Face Mask Removal with Region-attentive Face Inpainting
Minmin Yang
TL;DR
This paper tackles the challenge of removing face masks and restoring masked facial regions without sacrificing identity. It introduces a two-stage framework combining a segmentation network for mask localization and an inpainting network that uses Multi-scale Channel-Spatial Attention Modules (M-CSAM) and region-focused supervision to achieve high-fidelity, identity-preserving reconstructions. The authors also synthesize the Masked-Faces dataset from CelebA with five mask types to evaluate their method, showing superior SSIM, PSNR, and $\ell_1$ results and improved face recognition performance over four baselines. The approach demonstrates practical potential for social interaction, video/image editing, and recognition tasks, while acknowledging a larger network size and dataset-driven limitations when applied to more naturalistic imagery.
Abstract
During the COVID-19 pandemic, face masks have become ubiquitous in our lives.
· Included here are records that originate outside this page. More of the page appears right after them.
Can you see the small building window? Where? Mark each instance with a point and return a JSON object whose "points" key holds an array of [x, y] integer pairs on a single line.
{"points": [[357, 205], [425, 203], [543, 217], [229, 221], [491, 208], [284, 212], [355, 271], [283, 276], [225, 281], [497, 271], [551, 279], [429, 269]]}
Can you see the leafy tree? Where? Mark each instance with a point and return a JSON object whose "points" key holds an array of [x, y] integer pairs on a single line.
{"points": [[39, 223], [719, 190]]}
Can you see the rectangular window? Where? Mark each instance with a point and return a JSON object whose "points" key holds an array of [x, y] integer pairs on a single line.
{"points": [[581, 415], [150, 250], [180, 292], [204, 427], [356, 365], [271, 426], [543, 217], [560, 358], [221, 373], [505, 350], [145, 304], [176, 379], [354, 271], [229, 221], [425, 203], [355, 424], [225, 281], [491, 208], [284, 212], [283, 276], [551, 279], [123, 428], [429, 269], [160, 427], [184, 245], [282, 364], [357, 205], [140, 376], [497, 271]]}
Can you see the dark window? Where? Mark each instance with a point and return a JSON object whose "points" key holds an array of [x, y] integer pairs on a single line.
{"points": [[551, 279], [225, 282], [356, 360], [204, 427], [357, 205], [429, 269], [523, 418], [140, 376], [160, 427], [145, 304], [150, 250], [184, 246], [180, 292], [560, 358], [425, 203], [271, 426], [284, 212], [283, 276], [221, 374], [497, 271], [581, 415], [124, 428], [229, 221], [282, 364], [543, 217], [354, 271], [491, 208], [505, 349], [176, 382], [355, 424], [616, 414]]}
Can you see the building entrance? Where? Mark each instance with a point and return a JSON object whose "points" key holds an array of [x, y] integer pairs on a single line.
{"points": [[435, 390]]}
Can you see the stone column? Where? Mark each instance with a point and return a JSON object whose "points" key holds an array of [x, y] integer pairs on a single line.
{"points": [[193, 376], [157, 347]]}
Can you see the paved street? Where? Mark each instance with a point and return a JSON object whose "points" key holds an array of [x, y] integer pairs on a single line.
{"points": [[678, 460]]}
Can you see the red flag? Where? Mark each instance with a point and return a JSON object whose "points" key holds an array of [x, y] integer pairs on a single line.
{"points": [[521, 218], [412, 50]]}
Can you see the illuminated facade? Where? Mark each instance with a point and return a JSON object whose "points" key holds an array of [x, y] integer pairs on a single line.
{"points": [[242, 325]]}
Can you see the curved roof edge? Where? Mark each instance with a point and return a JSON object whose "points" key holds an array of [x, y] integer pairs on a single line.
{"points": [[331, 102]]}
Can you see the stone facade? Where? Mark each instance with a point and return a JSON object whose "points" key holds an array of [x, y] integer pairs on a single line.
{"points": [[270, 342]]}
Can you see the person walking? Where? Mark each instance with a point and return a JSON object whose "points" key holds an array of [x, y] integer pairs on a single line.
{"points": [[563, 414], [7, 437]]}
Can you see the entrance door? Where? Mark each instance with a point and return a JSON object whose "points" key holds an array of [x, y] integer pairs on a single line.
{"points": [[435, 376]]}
Face masks can cause some face recognition models to fail since they cover significant portion of a face. In addition, removing face masks from captured images or videos can be desirable, e.g., for better social interaction and for image/video editing and enhancement purposes. Hence, we propose a generative face inpainting method to effectively recover/reconstruct the masked part of a face. Face inpainting is more challenging compared to traditional inpainting, since it requires high fidelity while maintaining the identity at the same time. Our proposed method includes a Multi-scale Channel-Spatial Attention Module (M-CSAM) to mitigate the spatial information loss and learn the inter- and intra-channel correlation. In addition, we introduce an approach enforcing the supervised signal to focus on masked regions instead of the whole image. We also synthesize our own Masked-Faces dataset from the CelebA dataset by incorporating five different types of face masks, including surgical mask, regular mask and scarves, which also cover the neck area. The experimental results show that our proposed method outperforms different baselines in terms of structural similarity index measure, peak signal-to-noise ratio and l1 loss, while also providing better outputs qualitatively. The code will be made publicly available. Code is available at GitHub.